Encomendada pelo Grupo FarmaBrasil, associação que representa as companhias farmacêuticas nacionais, a pesquisa revelou que a demanda pública de cinco desses medicamentos foi responsável por 97,8% do gasto anual total dos 24 princípios ativos analisados entre 2017 e 2021.

O estudo da UFRJ avaliou o impacto de 39 ações, que era o número de processos impetrados pelos laboratórios internacionais até julho de 2022. Hoje são 47, seis delas já analisadas e consideradas improcedentes. Um dos resultados mostra que a duração da vigência da patente, de 20 anos previsto na Lei de Propriedade Intelectual (LPI), somada ao prazo adicional solicitado na justiça, leva a um tempo de exclusividade superior a 32 anos.

“As ações judiciais geram um custo potencial para o SUS e para o consumidor bem maior do que seria com o extinto parágrafo único do artigo 40 da Lei de Propriedade Intelectual”, sustenta Julia Paranhos, economista e pesquisadora da UFRJ, e responsável pelo estudo. Em 2021, o STF decidiu pela inconstitucionalidade da norma que permitia a prorrogação do prazo de patentes para além dos 20 anos contados da data do pedido junto ao Instituto Nacional de Propriedade Intelectual (INPI). Na ocasião, a corte estabeleceu que as patentes no Brasil não podem passar de duas décadas de duração.

Além de trazer insegurança jurídica — alguns dos medicamentos já contam com genéricos no mercado e poderiam ser afetados —, a pesquisadora explica que a falta de previsibilidade sobre a queda de patentes reduz investimentos, amplia a dependência externa do setor e afeta a balança comercial brasileira.

“As patentes, vigentes no prazo regular conforme o que preconiza a legislação brasileira, o acordo internacional de patentes (TRIPs) e a decisão do STF, permitem a ampliação da concorrência e a redução de preços no mercado. Hoje temos um déficit de quase seis bilhões de dólares só em medicamentos e farmoquímicos. Os laboratórios estrangeiros reduzem cada vez mais a produção no Brasil, os medicamentos novos já chegam prontos e isso causa um impacto enorme”, destaca.

O estudo também mostra um aumento do custo para os consumidores brasileiros no mercado privado. Se todas as ações judiciais analisadas forem concedidas, o desembolso ficará R$ 7,6 bilhões maior para os consumidores. “Hoje, 35% dos gastos das famílias são com saúde, e essas ações judiciais gerariam custos adicionais desnecessários”, afirma a economista.

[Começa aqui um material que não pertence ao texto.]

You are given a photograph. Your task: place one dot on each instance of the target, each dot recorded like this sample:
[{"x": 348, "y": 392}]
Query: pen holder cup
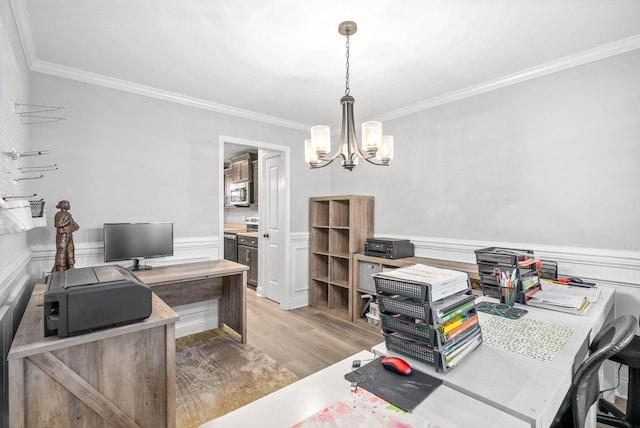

Para o presidente da FarmaBrasil, Reginaldo Arcuri, a concorrência viabiliza o desenvolvimento econômico, tecnológico e o incentivo à inovação. “Somos a favor e defendemos o sistema de patentes, o TRIPs, nos termos atuais, e o reforço e fortalecimento do INPI porque nossas empresas têm investido significativamente em inovação e, com isso, gerando cada vez mais patentes no Brasil. Mas somos terminantemente contra o uso abusivo do sistema de patentes que distorce a concorrência local, prejudica a inovação e retarda o desenvolvimento de medicamentos para a população, tanto no mercado público quanto no privado.”

No Congresso Nacional está em tramitação o Projeto de Lei 2/23, que considera infração da ordem econômica o abuso do direito de petição ou ação judicial com a finalidade de causar dano econômico em empresas rivais. A proposta, já aprovada no Senado, e em tramitação na Câmara dos Deputados, busca impedir a prática anticoncorrencial.

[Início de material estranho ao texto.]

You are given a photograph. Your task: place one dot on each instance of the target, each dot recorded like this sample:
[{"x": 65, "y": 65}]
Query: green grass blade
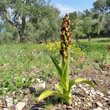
[
  {"x": 59, "y": 87},
  {"x": 65, "y": 74},
  {"x": 79, "y": 80},
  {"x": 54, "y": 93},
  {"x": 57, "y": 67}
]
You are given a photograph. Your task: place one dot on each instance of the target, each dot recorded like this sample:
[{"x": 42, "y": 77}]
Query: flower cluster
[{"x": 65, "y": 36}]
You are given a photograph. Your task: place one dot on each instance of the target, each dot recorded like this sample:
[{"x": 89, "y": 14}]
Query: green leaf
[
  {"x": 48, "y": 93},
  {"x": 59, "y": 87},
  {"x": 65, "y": 74},
  {"x": 57, "y": 67},
  {"x": 59, "y": 71},
  {"x": 79, "y": 80}
]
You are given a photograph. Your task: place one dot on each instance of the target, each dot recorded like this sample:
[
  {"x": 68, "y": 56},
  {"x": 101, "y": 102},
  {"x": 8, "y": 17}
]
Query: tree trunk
[
  {"x": 89, "y": 38},
  {"x": 22, "y": 38},
  {"x": 20, "y": 25},
  {"x": 76, "y": 37}
]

Decisão do STF. Mesmo após o julgamento no Supremo, dezenas de companhias farmacêuticas multinacionais recorreram à Justiça com ações alegando que teriam sido prejudicadas pela demora do INPI ao analisar os pedidos de patentes. Por isso, segundo elas, deveriam ser compensadas com a extensão dos prazos das patentes em vigor.

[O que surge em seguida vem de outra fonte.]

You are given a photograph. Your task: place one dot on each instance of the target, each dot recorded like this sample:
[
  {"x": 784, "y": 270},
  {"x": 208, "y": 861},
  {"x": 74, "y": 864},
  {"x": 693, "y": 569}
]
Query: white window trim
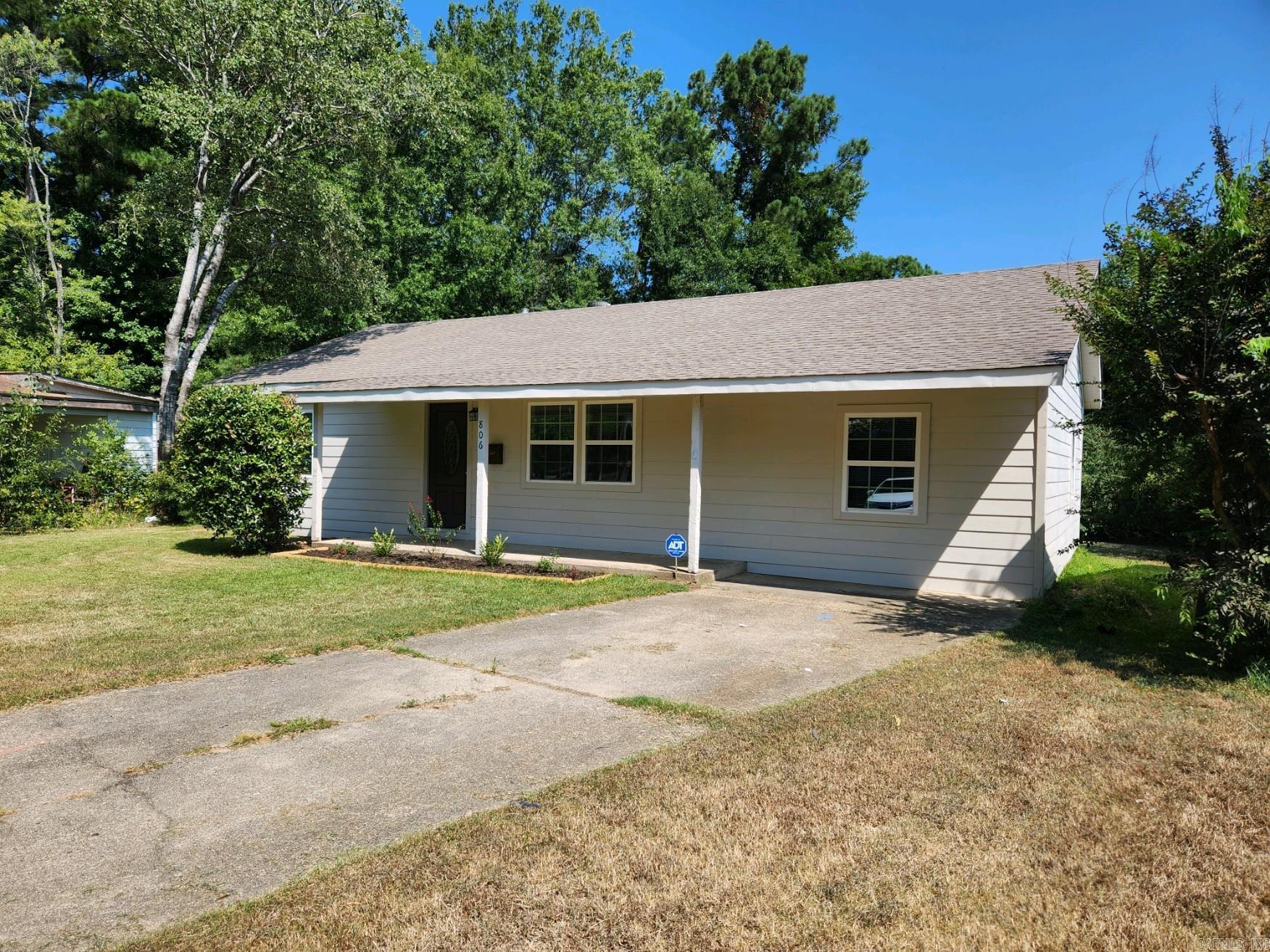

O Judiciário, porém, tem rejeitado o pleito das multinacionais. Em junho de 2022, o ministro Dias Toffoli julgou a Reclamação Constitucional nº 53.181/DF e declarou que decisões judiciais que estendem prazo de vigência de patentes violam o precedente do STF na ADI 5.529/DF. Em fevereiro deste ano, o ministro Luiz Fux julgou a Reclamação Constitucional nº 56.378/DF e reafirmou que a decisão proferida pelo STF na ADI 5.529/DF impede a extensão de vigência de patentes no país. Já em abril deste ano, pela primeira vez, o Tribunal Regional Federal da 1ª Região se debruçou sobre o tema e rejeitou um pedido para prorrogar o prazo de uma patente, servindo-se das decisões do Supremo como principais fundamentos.